Na questão da mão de obra houve um forte investimento na área da educação

profissional, a ponto que, na edição da Lei 5692/71 houve uma opção pela obrigatoriedade

do ensino médio profissionalizante (LIRA, 2010, p. 280).

Ao mesmo tempo que adotava uma política de apoio à industrialização, o Estado

atuava fortemente na regulação das relações de trabalho, com políticas salariais centralizadas

e definidas a partir de uma legislação em que os aumentos salariais já eram determinados

sem dar espaço para a ocorrência de dissídios coletivos nas categorias profissionais. Os

aumentos salariais com reposição apenas parcial da inflação foram minando a capacidade de

compra dos salários, provocando o surgimento de insatisfação popular (SADER, 1988, p.

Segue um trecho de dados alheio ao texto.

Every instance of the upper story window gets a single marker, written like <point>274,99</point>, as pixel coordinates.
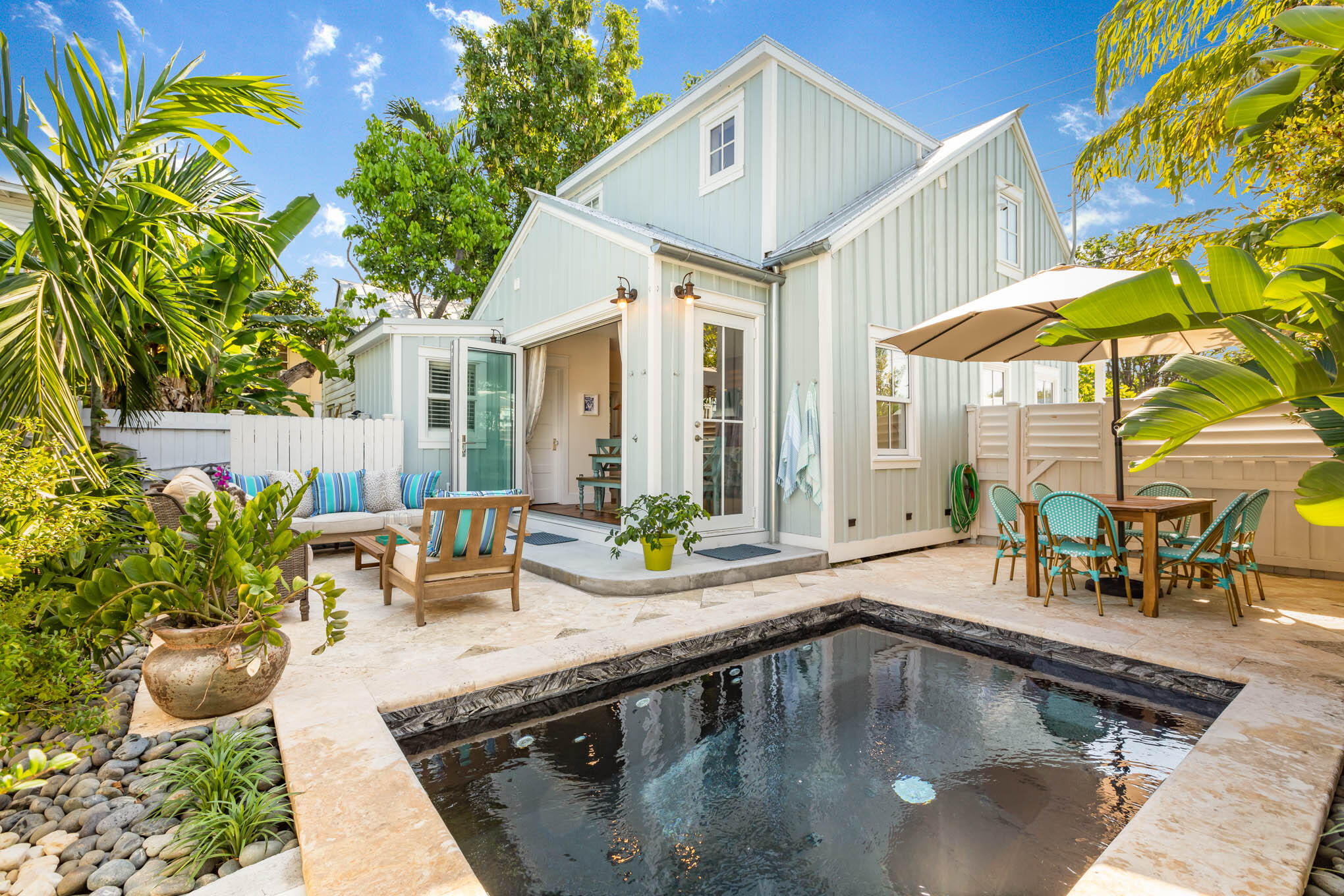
<point>1009,204</point>
<point>592,196</point>
<point>994,383</point>
<point>722,143</point>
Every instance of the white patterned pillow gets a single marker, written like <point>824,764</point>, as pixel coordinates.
<point>292,480</point>
<point>383,491</point>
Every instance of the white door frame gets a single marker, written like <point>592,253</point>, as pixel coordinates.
<point>750,318</point>
<point>462,349</point>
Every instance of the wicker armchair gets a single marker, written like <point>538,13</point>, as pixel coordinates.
<point>169,511</point>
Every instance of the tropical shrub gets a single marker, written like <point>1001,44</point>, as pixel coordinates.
<point>221,567</point>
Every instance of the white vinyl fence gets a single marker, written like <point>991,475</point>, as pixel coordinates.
<point>332,445</point>
<point>174,441</point>
<point>1069,446</point>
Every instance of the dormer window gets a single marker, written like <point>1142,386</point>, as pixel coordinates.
<point>721,143</point>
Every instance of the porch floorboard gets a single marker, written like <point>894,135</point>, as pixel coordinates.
<point>593,569</point>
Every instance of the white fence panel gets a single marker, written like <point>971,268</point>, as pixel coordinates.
<point>1069,446</point>
<point>332,445</point>
<point>173,441</point>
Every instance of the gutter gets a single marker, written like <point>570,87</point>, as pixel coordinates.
<point>819,248</point>
<point>700,260</point>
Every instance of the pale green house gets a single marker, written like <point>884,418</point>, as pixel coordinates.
<point>811,223</point>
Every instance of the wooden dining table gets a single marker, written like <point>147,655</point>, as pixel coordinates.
<point>1147,511</point>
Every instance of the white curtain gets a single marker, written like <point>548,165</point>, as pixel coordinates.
<point>534,359</point>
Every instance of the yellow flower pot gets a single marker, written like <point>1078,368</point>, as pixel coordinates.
<point>658,558</point>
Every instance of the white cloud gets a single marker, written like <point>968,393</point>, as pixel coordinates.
<point>322,41</point>
<point>368,67</point>
<point>123,15</point>
<point>331,221</point>
<point>324,260</point>
<point>45,16</point>
<point>1109,209</point>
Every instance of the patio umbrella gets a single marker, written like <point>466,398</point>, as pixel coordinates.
<point>1003,327</point>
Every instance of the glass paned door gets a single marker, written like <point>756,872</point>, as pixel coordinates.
<point>487,411</point>
<point>722,422</point>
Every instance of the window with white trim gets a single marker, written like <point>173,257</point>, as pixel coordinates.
<point>994,383</point>
<point>722,143</point>
<point>1048,385</point>
<point>895,432</point>
<point>1009,208</point>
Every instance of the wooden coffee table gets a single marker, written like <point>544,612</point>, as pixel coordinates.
<point>374,546</point>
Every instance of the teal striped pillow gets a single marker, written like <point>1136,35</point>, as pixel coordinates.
<point>417,487</point>
<point>464,524</point>
<point>249,484</point>
<point>338,492</point>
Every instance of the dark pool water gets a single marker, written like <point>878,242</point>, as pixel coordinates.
<point>793,773</point>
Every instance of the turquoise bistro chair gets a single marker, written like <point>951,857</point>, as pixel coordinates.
<point>1163,491</point>
<point>1210,554</point>
<point>1080,527</point>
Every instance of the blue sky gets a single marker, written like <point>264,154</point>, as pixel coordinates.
<point>346,61</point>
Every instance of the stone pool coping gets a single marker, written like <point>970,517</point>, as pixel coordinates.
<point>1239,814</point>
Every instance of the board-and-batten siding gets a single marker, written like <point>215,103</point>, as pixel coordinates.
<point>660,184</point>
<point>828,154</point>
<point>800,363</point>
<point>675,320</point>
<point>930,254</point>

308). A opção clara de favorecimento do empresariado nas suas políticas foi minando,

também, a capacidade do Estado em controlar as manifestações populares e de

trabalhadores, fazendo com que o clima de tensão social começasse a se manifestar,

especialmente a partir do governo do presidente Ernesto Geisel.

Um dado importante sobre a mudança estrutural da economia brasileira é citado por

Fausto (1996, p. 535) que aponta o ano de 1978 como o ano em que as exportações de

origem industrial ultrapassam as de origem primária, formadas pela agricultura e mineração.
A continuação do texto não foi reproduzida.